Inferior alveolar nerve block (IANB) using 2% lignocaine hydrochloride (HCl) with adrenaline in 1:100,000 (LA) concentration is considered to be one of the standard anaesthetic techniques for achieving pulpal anaesthesia for management of symptomatic irreversible pulpitis (SIP) in mandibular molars. However,  pulpal inflammation notably decreases the anaesthetic efficacy by eight-fold in SIP cases. It has been reported in literature that the anaesthetic failure rate in SIP patients vary between 15-57% in mandibular molars .  The reasons for such failures could be multi-factorial such as, decreased tissue pH, altered resting potentials, associated reduced thresholds in inflamed tissues, presence of tetrodotoxin-resistant (TTXr) sodium channels, lowered activation threshold of voltage gated sodium channels, activation of nociceptors, increase in pro-inflammatory cytokines in caries exposed pulps, in addition to the patient and operator related factors .

To overcome the difficulties and to improve the success of pulpal anaesthesia in SIP patients, various adjuvant methods are recommended which include, premedication with nonsteroidal anti-inflammatory drugs (NSAIDs), replacing lignocaine with articaine/bupivacaine/mepivacaine anesthetics and supplemental anaesthetic techniques such as, intraligamentary, intra-osseous and/ intra-pulpal anaesthesia. However, each supplementary technique/methods possess their own drawbacks. For instance, NSAIDs can increase the range of gastrointestinal problems and renal complications whereas replacement of lignocaine with other anesthetics like bupivacaine, mepivacaine or articaine results in anxiety, cardiotoxicity, blurred vision and gingival complications respectively. Intraligamentary method results in periodontal tissue damage and bacteremia whereas intra-osseous administration causes post injection discomfort and is a quite technique sensitive procedure. Further, intra-pulpal injections usually cause high patient discomfort.   

Cryotherapy is a long-standing therapeutic technique that has frequently been applied in medicine for pain management and postoperative care. More recently, it has been reported that intraoral cryotherapy application on the vestibular surface of the treated mandibular molar for 5 mins after IANB application enhanced the anaesthetic success rate in SIP patients. The basic physiological tissue effects of cryotherapy include vascular and neurologic changes. If tissue is exposed to reduced temperatures, an initial reflex vasoconstriction occurs and is followed by cold-induced vasodilatation.

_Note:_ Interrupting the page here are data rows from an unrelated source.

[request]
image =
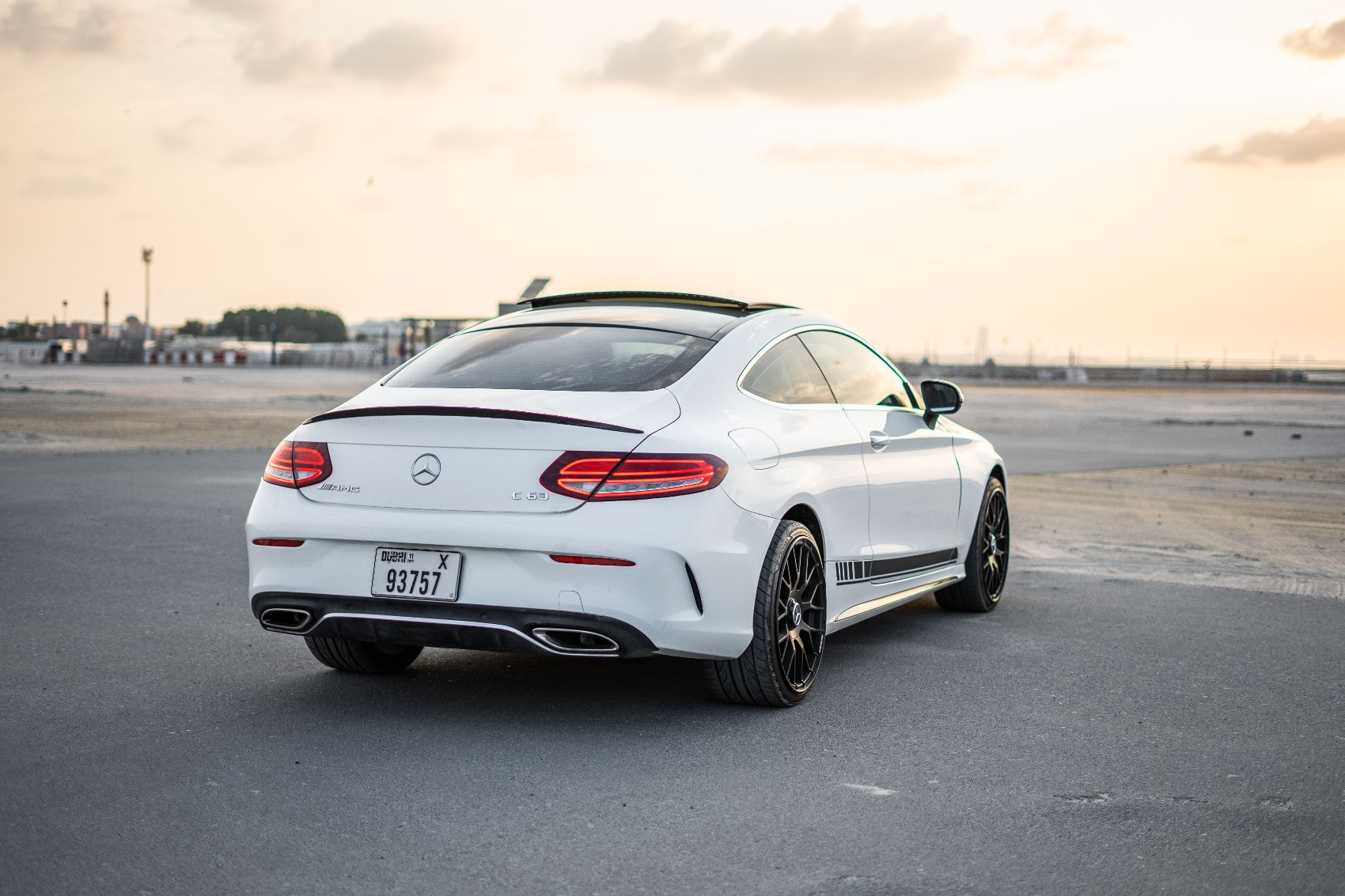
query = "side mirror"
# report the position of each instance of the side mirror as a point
(941, 397)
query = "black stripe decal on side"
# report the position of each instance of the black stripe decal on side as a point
(854, 571)
(893, 565)
(491, 414)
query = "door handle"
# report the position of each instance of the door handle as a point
(880, 439)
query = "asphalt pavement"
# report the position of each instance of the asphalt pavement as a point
(1098, 736)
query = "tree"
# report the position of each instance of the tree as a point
(292, 324)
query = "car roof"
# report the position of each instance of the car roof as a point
(689, 314)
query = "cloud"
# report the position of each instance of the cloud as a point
(1060, 47)
(272, 57)
(34, 28)
(876, 155)
(245, 9)
(182, 136)
(983, 195)
(553, 147)
(845, 61)
(397, 54)
(400, 54)
(296, 144)
(468, 136)
(1318, 42)
(1317, 140)
(676, 54)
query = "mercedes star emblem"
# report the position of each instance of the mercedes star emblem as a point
(426, 470)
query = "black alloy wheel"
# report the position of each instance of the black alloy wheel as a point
(987, 558)
(789, 627)
(995, 544)
(799, 625)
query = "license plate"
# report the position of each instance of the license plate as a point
(415, 572)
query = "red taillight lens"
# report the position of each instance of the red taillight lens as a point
(295, 464)
(603, 477)
(591, 561)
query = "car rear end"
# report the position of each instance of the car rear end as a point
(509, 518)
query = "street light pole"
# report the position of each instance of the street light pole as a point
(147, 253)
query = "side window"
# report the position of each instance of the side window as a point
(857, 376)
(789, 374)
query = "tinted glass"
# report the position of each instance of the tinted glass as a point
(857, 376)
(561, 358)
(789, 374)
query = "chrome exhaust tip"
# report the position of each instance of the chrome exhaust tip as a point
(286, 619)
(576, 641)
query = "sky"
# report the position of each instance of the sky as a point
(1139, 180)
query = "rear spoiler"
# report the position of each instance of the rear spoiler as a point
(491, 414)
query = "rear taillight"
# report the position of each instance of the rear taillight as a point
(295, 464)
(604, 477)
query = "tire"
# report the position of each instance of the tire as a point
(987, 558)
(361, 656)
(789, 627)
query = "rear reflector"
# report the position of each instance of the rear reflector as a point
(592, 561)
(295, 464)
(603, 477)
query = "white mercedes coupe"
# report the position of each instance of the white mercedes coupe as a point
(627, 474)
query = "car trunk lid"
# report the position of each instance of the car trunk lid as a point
(471, 450)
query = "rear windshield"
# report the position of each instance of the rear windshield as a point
(555, 358)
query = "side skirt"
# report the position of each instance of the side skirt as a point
(876, 606)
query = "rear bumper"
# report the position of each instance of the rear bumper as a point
(448, 625)
(507, 564)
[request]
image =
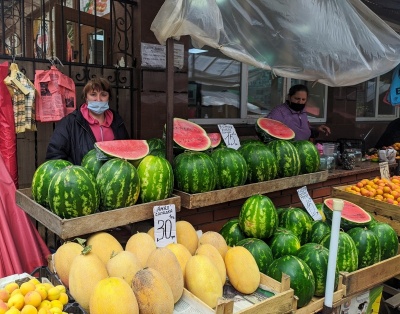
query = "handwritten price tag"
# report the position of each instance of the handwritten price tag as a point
(384, 168)
(229, 135)
(164, 224)
(308, 203)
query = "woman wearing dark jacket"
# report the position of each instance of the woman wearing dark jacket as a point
(92, 122)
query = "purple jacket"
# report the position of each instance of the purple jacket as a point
(296, 120)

This process occurs as a neural reflex triggered by the adrenergic elements of the blood vessels and decreases vascular permeability, thereby reducing tissue inflammation.  Regarding the neurologic effect, cryotherapy induces analgesia by impeding the transmission of both A and C fibers. In addition, cold application might decrease the activation threshold of tissue nociceptors resulting in a local anaesthetic effect that is defined as cold induced neuropraxia.

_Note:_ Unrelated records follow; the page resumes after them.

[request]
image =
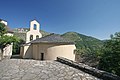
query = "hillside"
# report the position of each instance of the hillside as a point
(88, 48)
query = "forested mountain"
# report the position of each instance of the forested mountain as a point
(88, 48)
(83, 41)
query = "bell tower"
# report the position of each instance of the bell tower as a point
(34, 25)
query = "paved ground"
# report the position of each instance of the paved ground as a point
(19, 69)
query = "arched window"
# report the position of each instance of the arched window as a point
(31, 37)
(37, 36)
(35, 26)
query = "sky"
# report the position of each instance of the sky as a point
(96, 18)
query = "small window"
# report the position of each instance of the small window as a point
(37, 36)
(31, 37)
(35, 26)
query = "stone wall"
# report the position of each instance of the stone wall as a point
(93, 71)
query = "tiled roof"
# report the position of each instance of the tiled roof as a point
(52, 38)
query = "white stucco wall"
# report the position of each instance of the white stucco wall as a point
(52, 51)
(7, 51)
(26, 52)
(33, 31)
(9, 34)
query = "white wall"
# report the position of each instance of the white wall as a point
(52, 51)
(33, 31)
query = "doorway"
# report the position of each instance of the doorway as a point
(42, 56)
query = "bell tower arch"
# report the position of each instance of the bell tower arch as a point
(34, 25)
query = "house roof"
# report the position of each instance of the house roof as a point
(52, 38)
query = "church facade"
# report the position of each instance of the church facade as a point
(45, 48)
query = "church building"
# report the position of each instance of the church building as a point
(45, 48)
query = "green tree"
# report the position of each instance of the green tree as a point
(3, 29)
(5, 39)
(110, 60)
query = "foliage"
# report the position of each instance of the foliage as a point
(5, 39)
(88, 48)
(110, 60)
(3, 29)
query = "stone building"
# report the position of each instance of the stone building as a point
(7, 51)
(46, 48)
(29, 34)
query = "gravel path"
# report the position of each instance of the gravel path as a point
(21, 69)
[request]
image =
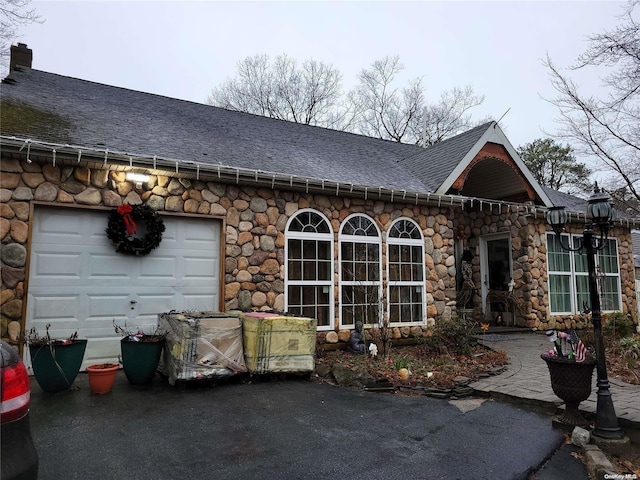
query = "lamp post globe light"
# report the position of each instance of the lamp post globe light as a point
(600, 215)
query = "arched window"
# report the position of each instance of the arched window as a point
(360, 271)
(309, 272)
(405, 273)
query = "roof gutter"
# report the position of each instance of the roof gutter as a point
(105, 158)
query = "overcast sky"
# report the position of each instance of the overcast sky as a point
(183, 49)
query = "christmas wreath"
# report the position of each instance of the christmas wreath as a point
(122, 229)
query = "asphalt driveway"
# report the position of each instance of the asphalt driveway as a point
(291, 429)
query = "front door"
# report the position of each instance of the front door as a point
(495, 260)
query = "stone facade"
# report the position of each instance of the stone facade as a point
(529, 260)
(255, 220)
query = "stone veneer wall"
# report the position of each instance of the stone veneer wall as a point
(254, 237)
(529, 257)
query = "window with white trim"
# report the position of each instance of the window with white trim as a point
(360, 271)
(569, 280)
(309, 261)
(405, 273)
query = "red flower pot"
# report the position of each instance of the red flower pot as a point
(101, 377)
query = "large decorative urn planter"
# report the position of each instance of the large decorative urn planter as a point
(101, 377)
(56, 363)
(571, 381)
(140, 358)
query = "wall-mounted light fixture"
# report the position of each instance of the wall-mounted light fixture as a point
(137, 178)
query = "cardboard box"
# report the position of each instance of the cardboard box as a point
(279, 344)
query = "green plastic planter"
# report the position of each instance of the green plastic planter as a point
(140, 359)
(56, 365)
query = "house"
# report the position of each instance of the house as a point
(261, 213)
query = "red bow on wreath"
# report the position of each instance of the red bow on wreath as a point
(125, 210)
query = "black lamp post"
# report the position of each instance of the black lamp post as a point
(600, 215)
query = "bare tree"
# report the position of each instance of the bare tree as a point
(13, 14)
(307, 94)
(403, 114)
(555, 166)
(312, 94)
(607, 127)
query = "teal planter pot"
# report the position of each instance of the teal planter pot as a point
(140, 359)
(56, 365)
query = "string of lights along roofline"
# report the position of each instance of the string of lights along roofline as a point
(144, 161)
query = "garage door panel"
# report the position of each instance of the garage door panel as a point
(158, 268)
(77, 282)
(100, 304)
(199, 268)
(53, 266)
(54, 306)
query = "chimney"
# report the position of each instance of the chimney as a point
(21, 56)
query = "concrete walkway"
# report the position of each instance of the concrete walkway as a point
(526, 380)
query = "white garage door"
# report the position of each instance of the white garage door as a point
(78, 283)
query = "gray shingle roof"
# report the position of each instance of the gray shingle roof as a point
(434, 164)
(94, 115)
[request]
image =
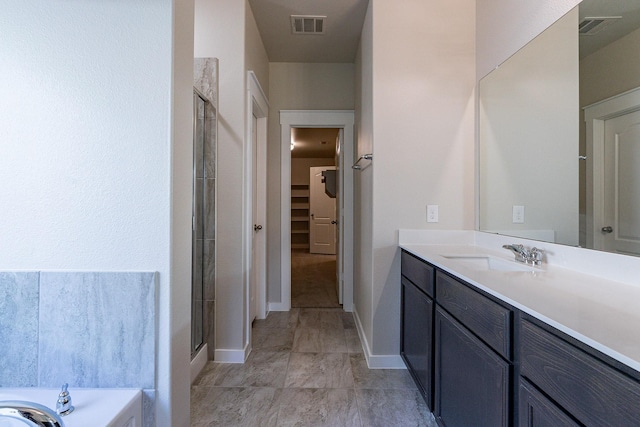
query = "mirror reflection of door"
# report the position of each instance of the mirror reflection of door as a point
(621, 221)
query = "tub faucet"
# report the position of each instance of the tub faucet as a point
(30, 413)
(64, 406)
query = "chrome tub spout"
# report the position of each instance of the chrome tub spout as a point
(33, 414)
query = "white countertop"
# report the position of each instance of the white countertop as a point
(604, 314)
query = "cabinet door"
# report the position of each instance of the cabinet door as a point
(538, 411)
(416, 338)
(593, 392)
(471, 380)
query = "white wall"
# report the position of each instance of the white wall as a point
(96, 150)
(215, 37)
(611, 70)
(528, 136)
(504, 26)
(297, 86)
(422, 138)
(363, 182)
(300, 169)
(255, 53)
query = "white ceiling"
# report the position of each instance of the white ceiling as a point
(628, 9)
(339, 43)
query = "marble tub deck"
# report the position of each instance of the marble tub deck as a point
(306, 369)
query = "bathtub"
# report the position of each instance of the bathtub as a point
(95, 407)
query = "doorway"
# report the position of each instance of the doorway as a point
(342, 120)
(613, 141)
(314, 237)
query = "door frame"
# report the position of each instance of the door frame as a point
(595, 117)
(340, 119)
(258, 106)
(334, 202)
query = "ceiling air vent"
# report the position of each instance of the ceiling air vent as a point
(307, 24)
(593, 25)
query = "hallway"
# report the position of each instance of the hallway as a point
(313, 280)
(307, 368)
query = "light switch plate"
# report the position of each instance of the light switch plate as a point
(518, 214)
(432, 213)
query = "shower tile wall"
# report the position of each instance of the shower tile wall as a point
(87, 329)
(206, 81)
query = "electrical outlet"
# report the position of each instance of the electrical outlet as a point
(518, 214)
(432, 213)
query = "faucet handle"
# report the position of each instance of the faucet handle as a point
(64, 406)
(536, 255)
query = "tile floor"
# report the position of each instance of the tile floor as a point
(313, 280)
(306, 369)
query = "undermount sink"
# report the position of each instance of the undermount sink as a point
(486, 262)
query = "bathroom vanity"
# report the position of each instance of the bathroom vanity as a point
(501, 345)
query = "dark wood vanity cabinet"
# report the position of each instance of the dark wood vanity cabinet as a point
(472, 383)
(416, 339)
(536, 410)
(481, 362)
(473, 369)
(588, 388)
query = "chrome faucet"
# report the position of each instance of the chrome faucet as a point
(525, 255)
(64, 406)
(30, 413)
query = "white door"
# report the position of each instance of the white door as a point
(322, 214)
(621, 222)
(339, 161)
(257, 228)
(258, 240)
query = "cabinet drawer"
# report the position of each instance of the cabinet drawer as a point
(418, 271)
(593, 392)
(538, 411)
(485, 318)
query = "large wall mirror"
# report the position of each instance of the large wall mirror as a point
(542, 174)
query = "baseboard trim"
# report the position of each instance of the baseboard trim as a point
(231, 356)
(375, 361)
(278, 306)
(198, 362)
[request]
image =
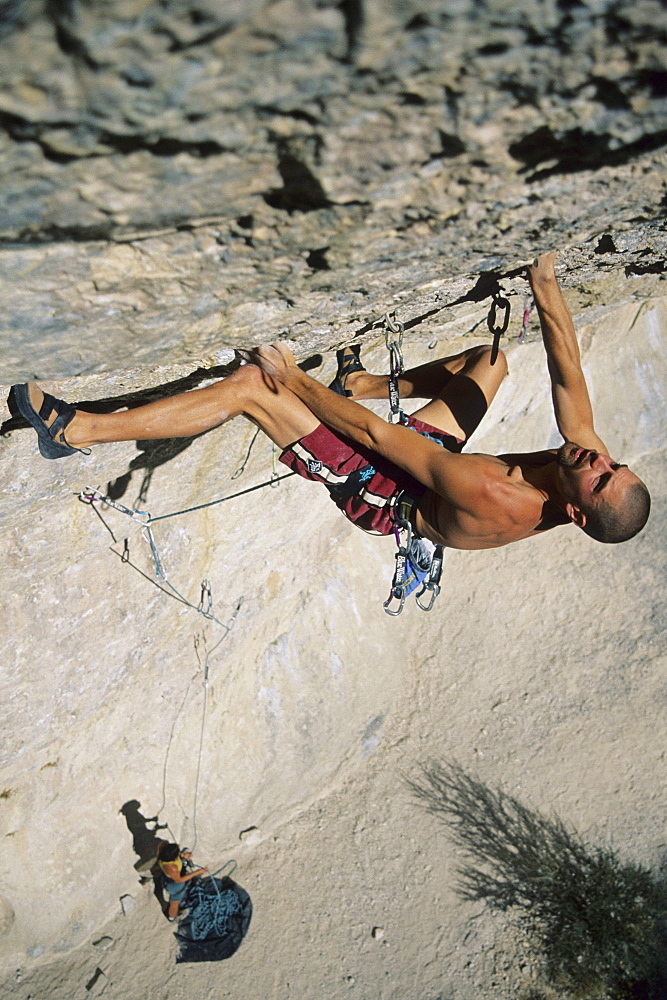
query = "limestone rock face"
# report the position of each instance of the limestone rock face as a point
(181, 179)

Further, it was also reported that administration of precooled LA at 4-6 Â°C resulted in faster onset and improved anesthetic efficacy in both maxillary and mandibular molars in patients diagnosed with SIP. Cooling of LA increases the pKa value of lignocaine and this would further increase the cation to base ratio enhancing the anaesthetic potency, as cation form is the principal active local anaesthetic molecule.